Les perspectives budgétaires sont assez sombres. La forte réduction attendue de places dans les dispositifs de l’asile, ainsi que la réduction du nombre de nuitées hôtelières, laisse penser qu’un nombre plus élevé de personnes va se retrouver dehors.
Par ailleurs, les mesures toujours plus contraignantes envers les étrangers pourraient encore plus paralyser les situations, menant plus de personnes vers la clandestinité.
La mobilisation des bénévoles et salariés dans les associations, dans ce contexte, est complexe. La motivation et l’engagement même s’ils sont toujours là, sont mis à mal. Nous pouvons le comprendre car même en conservant des principes de bientraitance en tête, les situations vécues peuvent être totalement maltraitantes par la force de la réalité (remise à la rue sans solution…).

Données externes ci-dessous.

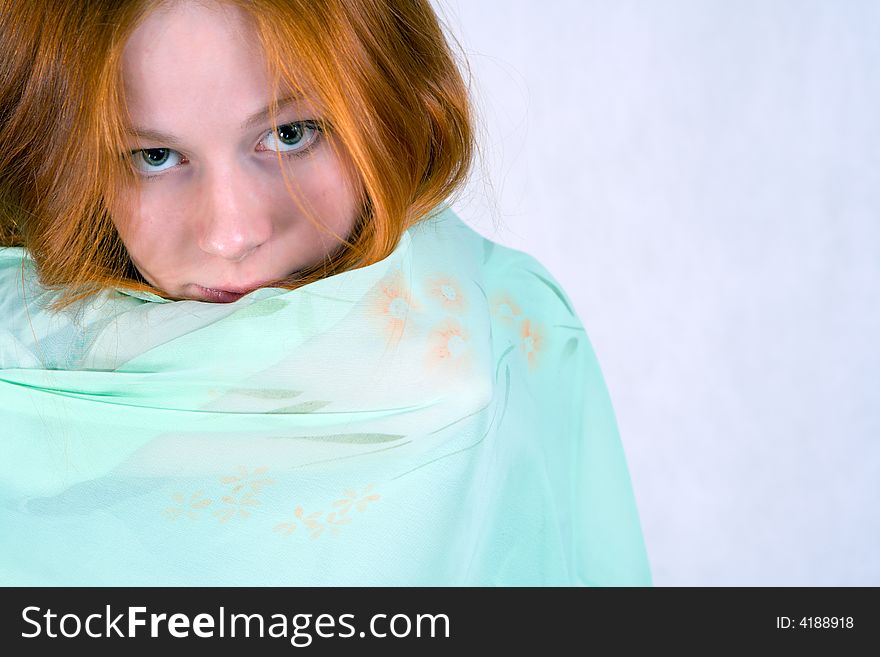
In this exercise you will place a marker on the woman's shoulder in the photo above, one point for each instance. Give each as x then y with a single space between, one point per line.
509 276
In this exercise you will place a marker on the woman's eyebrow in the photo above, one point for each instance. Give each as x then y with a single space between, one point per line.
253 119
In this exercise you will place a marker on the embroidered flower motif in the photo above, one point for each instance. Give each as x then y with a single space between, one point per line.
448 343
504 308
352 499
447 291
187 508
242 494
392 303
531 341
330 523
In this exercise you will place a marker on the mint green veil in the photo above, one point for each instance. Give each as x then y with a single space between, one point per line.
436 418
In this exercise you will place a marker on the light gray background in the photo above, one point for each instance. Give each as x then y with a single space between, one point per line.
703 178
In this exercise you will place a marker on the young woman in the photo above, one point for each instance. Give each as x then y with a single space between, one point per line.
244 340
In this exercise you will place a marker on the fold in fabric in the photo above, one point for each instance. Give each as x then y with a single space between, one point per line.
436 418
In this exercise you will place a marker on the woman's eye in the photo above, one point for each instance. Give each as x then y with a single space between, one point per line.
153 160
299 137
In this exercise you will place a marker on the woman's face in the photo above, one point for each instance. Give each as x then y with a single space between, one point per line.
213 211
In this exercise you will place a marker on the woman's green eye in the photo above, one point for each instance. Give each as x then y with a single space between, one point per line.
292 136
152 160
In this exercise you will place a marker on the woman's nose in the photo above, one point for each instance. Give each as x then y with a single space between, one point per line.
234 223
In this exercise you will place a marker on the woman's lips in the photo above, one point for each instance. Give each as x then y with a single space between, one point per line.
219 296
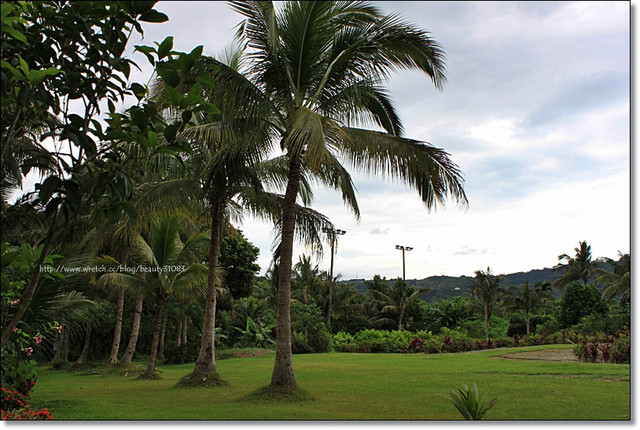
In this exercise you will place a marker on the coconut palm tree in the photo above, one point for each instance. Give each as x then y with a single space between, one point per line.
617 282
525 299
581 267
306 278
400 297
322 66
486 288
173 269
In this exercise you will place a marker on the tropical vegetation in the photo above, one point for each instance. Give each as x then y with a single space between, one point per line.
127 255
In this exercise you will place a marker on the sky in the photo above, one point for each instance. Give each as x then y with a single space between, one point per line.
535 112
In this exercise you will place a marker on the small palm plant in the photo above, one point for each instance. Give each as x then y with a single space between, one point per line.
472 404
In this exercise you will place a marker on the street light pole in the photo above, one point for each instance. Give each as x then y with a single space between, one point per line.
403 249
332 232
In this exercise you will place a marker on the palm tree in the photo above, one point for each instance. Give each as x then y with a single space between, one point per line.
486 288
617 282
173 269
306 277
400 297
578 268
526 299
322 66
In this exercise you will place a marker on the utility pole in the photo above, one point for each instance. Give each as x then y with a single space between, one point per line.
332 232
403 249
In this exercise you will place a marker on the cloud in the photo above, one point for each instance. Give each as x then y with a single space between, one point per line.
468 250
535 113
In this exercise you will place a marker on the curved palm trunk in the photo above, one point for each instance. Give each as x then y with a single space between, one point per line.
84 355
206 362
283 374
135 331
30 290
162 333
486 321
117 332
151 365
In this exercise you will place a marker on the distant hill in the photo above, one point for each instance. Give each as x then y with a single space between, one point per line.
445 287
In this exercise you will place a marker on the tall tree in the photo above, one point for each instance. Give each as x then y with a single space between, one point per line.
526 299
172 267
323 64
618 282
400 297
486 288
578 268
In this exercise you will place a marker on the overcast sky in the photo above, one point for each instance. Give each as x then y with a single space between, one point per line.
536 113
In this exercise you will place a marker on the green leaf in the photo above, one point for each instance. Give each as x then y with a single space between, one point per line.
153 138
7 8
153 16
206 80
174 96
140 6
165 47
139 90
74 196
147 51
13 32
170 132
192 57
37 76
48 187
210 108
168 75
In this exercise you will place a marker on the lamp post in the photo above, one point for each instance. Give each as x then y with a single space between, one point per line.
403 249
332 232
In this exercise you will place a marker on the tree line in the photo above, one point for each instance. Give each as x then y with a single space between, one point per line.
156 183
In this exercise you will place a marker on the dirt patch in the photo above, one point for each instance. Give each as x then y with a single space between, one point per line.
543 355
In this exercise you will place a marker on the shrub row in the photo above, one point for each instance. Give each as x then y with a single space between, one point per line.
372 341
614 348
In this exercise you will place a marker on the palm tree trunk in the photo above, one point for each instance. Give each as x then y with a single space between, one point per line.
486 321
162 334
185 326
151 365
29 291
117 332
206 362
283 374
135 331
84 355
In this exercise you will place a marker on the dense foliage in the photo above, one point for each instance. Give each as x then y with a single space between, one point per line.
128 237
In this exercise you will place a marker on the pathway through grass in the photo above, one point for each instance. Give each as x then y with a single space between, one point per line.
351 387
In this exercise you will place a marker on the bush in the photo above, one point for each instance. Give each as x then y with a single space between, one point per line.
343 342
383 341
579 301
475 328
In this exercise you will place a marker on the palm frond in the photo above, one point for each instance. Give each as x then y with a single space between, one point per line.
421 166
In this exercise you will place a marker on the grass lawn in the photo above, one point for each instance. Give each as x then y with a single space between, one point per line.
351 387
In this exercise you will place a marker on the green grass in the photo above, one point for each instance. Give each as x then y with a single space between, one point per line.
340 386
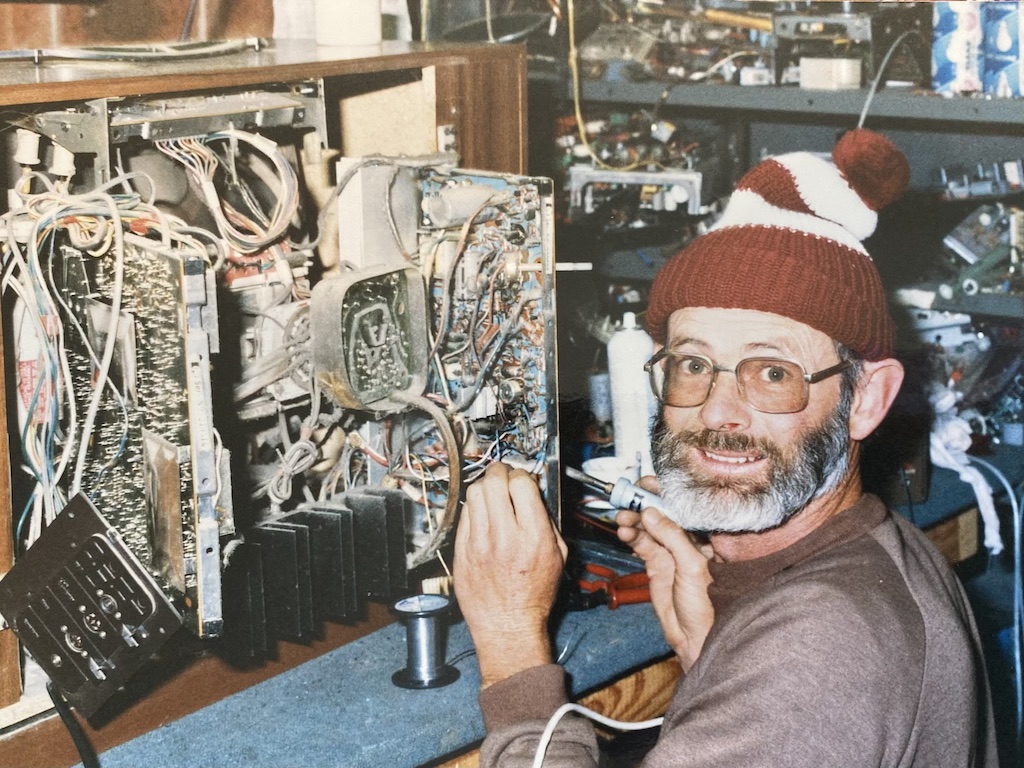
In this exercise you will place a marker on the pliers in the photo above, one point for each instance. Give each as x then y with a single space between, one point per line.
611 589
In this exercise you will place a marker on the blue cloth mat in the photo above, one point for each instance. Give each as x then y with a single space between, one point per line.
342 709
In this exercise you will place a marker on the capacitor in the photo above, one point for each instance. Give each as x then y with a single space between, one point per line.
510 391
425 642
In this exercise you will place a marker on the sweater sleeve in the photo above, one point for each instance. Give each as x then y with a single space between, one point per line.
814 674
515 713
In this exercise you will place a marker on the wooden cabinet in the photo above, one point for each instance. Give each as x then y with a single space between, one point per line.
396 97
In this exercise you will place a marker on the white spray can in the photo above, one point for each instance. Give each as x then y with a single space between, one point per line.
633 403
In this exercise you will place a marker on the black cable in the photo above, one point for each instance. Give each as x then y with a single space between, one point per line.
85 751
905 481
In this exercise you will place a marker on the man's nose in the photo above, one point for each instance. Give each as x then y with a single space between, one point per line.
725 410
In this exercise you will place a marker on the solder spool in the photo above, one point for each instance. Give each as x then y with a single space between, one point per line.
425 668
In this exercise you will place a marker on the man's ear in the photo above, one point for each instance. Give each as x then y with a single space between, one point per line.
879 384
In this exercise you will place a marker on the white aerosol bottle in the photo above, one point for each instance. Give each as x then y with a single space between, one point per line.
633 404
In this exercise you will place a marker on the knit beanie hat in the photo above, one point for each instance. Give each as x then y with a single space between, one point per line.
790 243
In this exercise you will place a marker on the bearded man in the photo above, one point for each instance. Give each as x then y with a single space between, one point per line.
813 627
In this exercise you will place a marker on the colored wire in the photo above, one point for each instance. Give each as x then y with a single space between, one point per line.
1018 594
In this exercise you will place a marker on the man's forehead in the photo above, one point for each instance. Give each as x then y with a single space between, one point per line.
713 325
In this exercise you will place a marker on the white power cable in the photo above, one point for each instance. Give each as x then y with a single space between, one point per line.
1017 589
549 730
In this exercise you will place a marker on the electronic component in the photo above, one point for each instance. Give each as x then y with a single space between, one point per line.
425 667
369 337
275 439
667 190
865 36
85 607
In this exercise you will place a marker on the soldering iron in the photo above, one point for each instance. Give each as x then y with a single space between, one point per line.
622 494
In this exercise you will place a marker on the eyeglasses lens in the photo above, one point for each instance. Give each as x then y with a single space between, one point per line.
770 385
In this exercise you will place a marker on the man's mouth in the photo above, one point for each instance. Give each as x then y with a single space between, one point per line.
733 459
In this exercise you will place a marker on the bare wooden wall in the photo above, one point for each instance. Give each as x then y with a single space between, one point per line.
39 25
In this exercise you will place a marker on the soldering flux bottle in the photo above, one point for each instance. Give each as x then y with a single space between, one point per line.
633 403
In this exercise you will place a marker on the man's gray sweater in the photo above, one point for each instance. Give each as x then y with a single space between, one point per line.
854 646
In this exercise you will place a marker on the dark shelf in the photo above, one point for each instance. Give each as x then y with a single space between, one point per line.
790 99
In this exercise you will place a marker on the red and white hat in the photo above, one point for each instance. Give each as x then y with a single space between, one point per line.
790 243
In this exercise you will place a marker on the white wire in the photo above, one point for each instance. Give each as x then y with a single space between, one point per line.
1018 593
881 72
549 730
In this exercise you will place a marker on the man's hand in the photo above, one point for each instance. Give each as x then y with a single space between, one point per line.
508 560
679 579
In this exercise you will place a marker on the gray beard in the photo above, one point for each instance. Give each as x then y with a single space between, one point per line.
700 503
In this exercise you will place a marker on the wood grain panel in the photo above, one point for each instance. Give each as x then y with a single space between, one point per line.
486 102
119 22
26 26
112 22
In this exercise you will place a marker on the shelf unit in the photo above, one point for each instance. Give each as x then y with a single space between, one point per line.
932 130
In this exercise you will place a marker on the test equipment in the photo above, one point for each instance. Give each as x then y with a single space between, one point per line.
276 417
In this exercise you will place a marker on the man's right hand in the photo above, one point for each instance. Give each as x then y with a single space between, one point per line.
679 579
508 561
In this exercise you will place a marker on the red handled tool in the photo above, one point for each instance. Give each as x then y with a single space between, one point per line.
612 589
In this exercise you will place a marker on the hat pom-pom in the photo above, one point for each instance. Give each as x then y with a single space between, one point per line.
875 167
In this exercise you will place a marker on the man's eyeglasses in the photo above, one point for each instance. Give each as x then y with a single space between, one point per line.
770 385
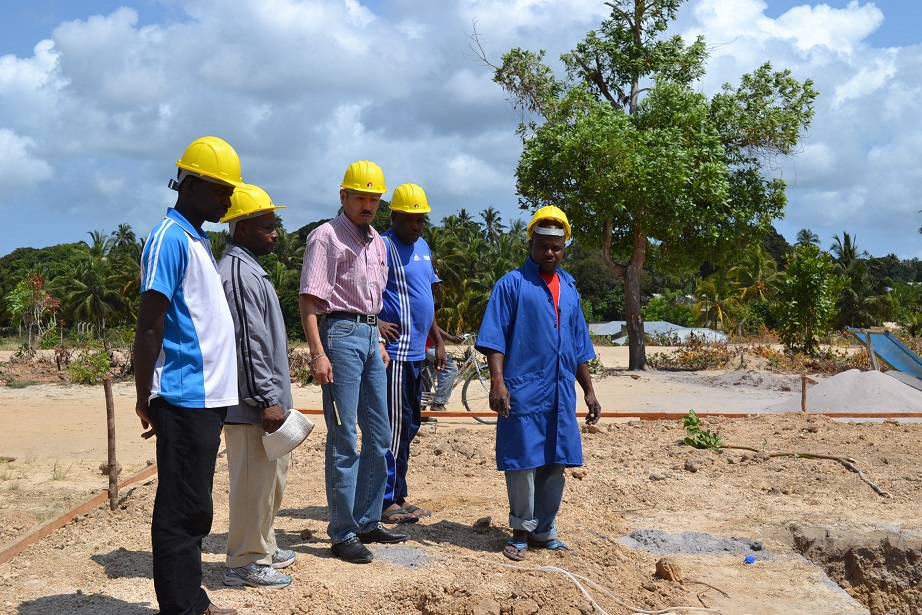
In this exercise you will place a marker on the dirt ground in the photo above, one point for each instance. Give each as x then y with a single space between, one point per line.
821 539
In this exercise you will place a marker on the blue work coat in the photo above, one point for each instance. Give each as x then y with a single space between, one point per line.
539 367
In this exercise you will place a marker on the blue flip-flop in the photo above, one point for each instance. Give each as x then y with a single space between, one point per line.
552 544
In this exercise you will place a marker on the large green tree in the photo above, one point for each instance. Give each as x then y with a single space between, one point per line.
637 157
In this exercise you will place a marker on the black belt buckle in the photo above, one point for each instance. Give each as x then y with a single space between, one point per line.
369 319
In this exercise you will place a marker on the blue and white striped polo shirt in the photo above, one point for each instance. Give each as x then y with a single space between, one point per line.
197 366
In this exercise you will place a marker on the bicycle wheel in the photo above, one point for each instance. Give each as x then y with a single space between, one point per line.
476 395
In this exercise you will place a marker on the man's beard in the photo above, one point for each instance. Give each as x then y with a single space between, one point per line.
365 232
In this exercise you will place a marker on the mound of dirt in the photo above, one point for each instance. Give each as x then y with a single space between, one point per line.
857 391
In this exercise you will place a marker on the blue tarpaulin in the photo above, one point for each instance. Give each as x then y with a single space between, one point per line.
889 348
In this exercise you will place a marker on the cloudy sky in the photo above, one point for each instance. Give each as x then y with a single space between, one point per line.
99 98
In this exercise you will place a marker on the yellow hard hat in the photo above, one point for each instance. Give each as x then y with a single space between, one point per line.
410 199
550 212
364 176
249 200
214 158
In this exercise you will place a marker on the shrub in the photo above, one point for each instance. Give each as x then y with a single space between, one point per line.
89 366
695 355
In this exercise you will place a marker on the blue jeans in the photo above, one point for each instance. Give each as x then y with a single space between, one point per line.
354 482
534 499
444 380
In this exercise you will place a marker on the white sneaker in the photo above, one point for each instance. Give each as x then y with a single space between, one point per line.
282 558
255 575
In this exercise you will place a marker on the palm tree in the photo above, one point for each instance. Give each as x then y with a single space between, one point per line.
845 251
290 249
100 246
806 237
88 295
718 298
492 223
124 238
756 275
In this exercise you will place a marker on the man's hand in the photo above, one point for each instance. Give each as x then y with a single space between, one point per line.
272 418
321 370
143 411
500 401
440 357
594 409
388 330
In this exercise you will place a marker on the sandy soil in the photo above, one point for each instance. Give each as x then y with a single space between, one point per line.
812 526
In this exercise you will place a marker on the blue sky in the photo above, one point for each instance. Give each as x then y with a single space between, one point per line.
98 99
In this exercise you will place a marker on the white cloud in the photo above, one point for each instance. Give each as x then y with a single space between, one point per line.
92 123
19 167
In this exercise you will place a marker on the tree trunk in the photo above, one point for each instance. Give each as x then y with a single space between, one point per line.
637 354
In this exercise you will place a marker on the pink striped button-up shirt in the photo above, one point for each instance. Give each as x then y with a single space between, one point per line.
342 271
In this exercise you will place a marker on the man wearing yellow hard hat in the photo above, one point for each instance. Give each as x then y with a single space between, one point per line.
537 345
407 319
342 280
257 479
186 370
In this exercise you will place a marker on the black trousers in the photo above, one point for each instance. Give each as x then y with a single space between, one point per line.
187 447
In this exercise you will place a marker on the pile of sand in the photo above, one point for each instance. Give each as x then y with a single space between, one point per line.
857 391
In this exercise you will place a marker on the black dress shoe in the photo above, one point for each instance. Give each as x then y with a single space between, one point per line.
352 551
383 535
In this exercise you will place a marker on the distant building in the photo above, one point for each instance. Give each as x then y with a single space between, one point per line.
657 329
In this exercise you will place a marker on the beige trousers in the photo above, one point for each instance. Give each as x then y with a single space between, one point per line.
256 489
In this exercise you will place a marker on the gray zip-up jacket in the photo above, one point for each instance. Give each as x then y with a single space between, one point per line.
263 376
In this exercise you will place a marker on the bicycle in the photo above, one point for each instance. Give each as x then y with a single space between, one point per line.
475 376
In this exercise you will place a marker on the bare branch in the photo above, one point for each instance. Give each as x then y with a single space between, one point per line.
475 46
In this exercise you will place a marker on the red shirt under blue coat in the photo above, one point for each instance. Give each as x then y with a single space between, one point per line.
539 367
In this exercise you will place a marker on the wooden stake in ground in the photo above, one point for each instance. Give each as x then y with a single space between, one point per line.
803 392
110 423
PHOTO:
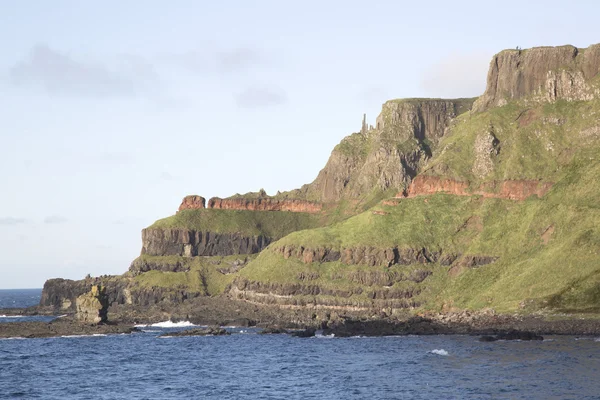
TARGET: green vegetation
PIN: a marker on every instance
(548, 248)
(273, 224)
(208, 275)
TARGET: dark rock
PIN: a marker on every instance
(309, 332)
(92, 307)
(210, 331)
(518, 335)
(273, 331)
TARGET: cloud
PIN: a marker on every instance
(115, 158)
(12, 221)
(217, 61)
(60, 74)
(55, 219)
(258, 97)
(373, 94)
(238, 59)
(165, 176)
(457, 75)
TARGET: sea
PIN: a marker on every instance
(247, 365)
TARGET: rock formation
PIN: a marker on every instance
(550, 72)
(510, 189)
(388, 156)
(193, 202)
(92, 307)
(264, 204)
(191, 243)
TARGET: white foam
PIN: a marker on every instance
(80, 336)
(171, 324)
(439, 352)
(321, 336)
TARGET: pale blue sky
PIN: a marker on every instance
(111, 112)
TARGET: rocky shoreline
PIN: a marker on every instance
(220, 311)
(65, 326)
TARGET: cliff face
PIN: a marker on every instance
(193, 202)
(388, 156)
(265, 204)
(190, 243)
(551, 73)
(510, 189)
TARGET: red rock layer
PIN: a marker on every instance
(192, 202)
(265, 204)
(510, 189)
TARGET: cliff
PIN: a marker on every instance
(551, 73)
(265, 204)
(387, 156)
(437, 207)
(190, 243)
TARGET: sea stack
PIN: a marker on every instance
(92, 307)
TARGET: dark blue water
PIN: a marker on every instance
(250, 366)
(19, 298)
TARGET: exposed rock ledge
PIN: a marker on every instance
(190, 243)
(551, 73)
(373, 256)
(195, 202)
(509, 189)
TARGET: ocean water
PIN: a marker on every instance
(246, 365)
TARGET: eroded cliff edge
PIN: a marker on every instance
(436, 207)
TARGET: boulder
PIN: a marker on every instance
(92, 307)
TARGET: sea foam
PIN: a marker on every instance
(168, 324)
(439, 352)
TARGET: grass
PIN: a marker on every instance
(273, 224)
(536, 141)
(563, 274)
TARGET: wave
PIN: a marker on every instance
(168, 324)
(439, 352)
(79, 336)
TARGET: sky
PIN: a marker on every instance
(111, 112)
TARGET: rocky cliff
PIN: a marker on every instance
(190, 243)
(509, 189)
(434, 208)
(265, 204)
(389, 155)
(548, 73)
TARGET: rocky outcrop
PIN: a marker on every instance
(210, 331)
(192, 202)
(388, 156)
(92, 307)
(510, 189)
(190, 243)
(61, 294)
(265, 204)
(372, 256)
(547, 73)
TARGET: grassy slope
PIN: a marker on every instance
(564, 273)
(274, 224)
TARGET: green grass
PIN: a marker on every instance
(273, 224)
(563, 274)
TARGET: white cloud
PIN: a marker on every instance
(457, 75)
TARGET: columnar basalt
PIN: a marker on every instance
(265, 204)
(192, 202)
(547, 73)
(191, 243)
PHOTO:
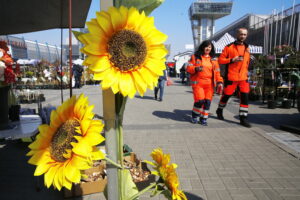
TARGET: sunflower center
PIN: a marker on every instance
(62, 139)
(127, 49)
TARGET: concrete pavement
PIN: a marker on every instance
(221, 161)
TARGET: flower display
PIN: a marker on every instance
(68, 144)
(124, 50)
(170, 178)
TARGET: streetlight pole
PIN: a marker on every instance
(109, 114)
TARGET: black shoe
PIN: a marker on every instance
(220, 114)
(203, 122)
(244, 122)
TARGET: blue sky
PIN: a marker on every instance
(172, 18)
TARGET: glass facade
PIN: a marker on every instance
(203, 14)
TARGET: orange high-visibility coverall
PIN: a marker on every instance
(236, 75)
(203, 83)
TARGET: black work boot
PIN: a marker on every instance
(244, 122)
(220, 114)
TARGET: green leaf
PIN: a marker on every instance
(142, 5)
(77, 34)
(129, 186)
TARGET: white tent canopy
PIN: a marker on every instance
(28, 62)
(78, 61)
(227, 39)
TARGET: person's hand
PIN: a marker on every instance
(198, 69)
(237, 59)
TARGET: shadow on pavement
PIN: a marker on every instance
(190, 196)
(275, 120)
(16, 175)
(177, 115)
(145, 97)
(225, 120)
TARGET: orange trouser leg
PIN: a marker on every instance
(227, 93)
(244, 95)
(199, 95)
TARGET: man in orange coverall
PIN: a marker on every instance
(205, 74)
(236, 57)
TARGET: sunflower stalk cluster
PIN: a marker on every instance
(126, 53)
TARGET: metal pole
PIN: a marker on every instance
(70, 46)
(298, 34)
(275, 42)
(61, 54)
(291, 23)
(293, 30)
(61, 51)
(109, 114)
(271, 34)
(281, 26)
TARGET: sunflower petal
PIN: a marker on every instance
(41, 169)
(116, 18)
(104, 20)
(50, 175)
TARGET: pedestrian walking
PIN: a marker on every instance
(204, 73)
(236, 57)
(183, 73)
(160, 86)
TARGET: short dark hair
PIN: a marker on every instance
(200, 50)
(241, 28)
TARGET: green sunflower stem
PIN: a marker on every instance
(113, 163)
(120, 103)
(142, 192)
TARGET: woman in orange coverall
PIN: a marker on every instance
(205, 75)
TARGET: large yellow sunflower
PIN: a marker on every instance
(124, 50)
(68, 144)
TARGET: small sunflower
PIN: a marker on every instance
(124, 50)
(171, 181)
(167, 173)
(160, 158)
(68, 145)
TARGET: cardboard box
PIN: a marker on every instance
(132, 158)
(85, 188)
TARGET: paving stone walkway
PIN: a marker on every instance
(223, 161)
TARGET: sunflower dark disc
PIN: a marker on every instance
(62, 139)
(127, 49)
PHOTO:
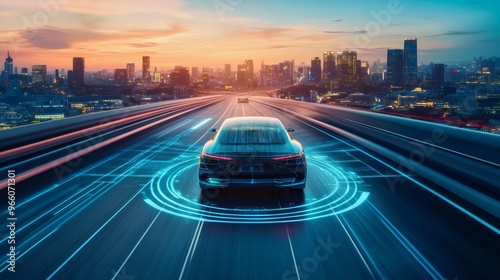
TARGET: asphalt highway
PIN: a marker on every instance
(133, 210)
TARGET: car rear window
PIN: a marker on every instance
(257, 135)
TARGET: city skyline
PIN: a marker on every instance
(213, 33)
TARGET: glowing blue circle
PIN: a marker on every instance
(166, 193)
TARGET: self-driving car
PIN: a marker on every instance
(250, 152)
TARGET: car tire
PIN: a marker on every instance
(299, 187)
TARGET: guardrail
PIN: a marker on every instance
(462, 161)
(84, 134)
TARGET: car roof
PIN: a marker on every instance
(251, 121)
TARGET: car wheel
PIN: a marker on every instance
(299, 187)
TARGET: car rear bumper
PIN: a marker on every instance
(224, 180)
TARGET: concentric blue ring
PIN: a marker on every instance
(335, 192)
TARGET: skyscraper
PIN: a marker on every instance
(39, 73)
(410, 71)
(316, 70)
(78, 71)
(121, 76)
(329, 69)
(438, 74)
(8, 67)
(249, 66)
(130, 72)
(347, 68)
(146, 67)
(395, 59)
(227, 72)
(180, 76)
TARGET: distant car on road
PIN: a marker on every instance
(252, 151)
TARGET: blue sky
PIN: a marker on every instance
(214, 32)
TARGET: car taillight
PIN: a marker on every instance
(288, 157)
(217, 157)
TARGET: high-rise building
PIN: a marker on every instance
(395, 59)
(245, 74)
(146, 67)
(329, 69)
(249, 66)
(410, 70)
(347, 68)
(39, 73)
(438, 74)
(8, 68)
(24, 75)
(195, 74)
(121, 76)
(78, 71)
(227, 72)
(205, 75)
(130, 72)
(316, 70)
(180, 76)
(242, 77)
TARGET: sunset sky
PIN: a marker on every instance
(111, 33)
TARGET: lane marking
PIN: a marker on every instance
(95, 233)
(357, 249)
(407, 244)
(192, 246)
(289, 241)
(135, 247)
(293, 254)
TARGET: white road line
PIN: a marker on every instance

Il est nécessaire de repenser divers pans de notre solidarité nationale. Le système tel qu’il existe aujourd’hui va droit dans le mur. Si des milliers de personnes en plus se retrouvent à la rue, que va t’il advenir ?
Agir en situation d’urgence est possible, avec des actions humanitaires, mais notre rôle n’est pas de maintenir en vie des personnes mais bien de les aider à remonter la pente et s’en sortir.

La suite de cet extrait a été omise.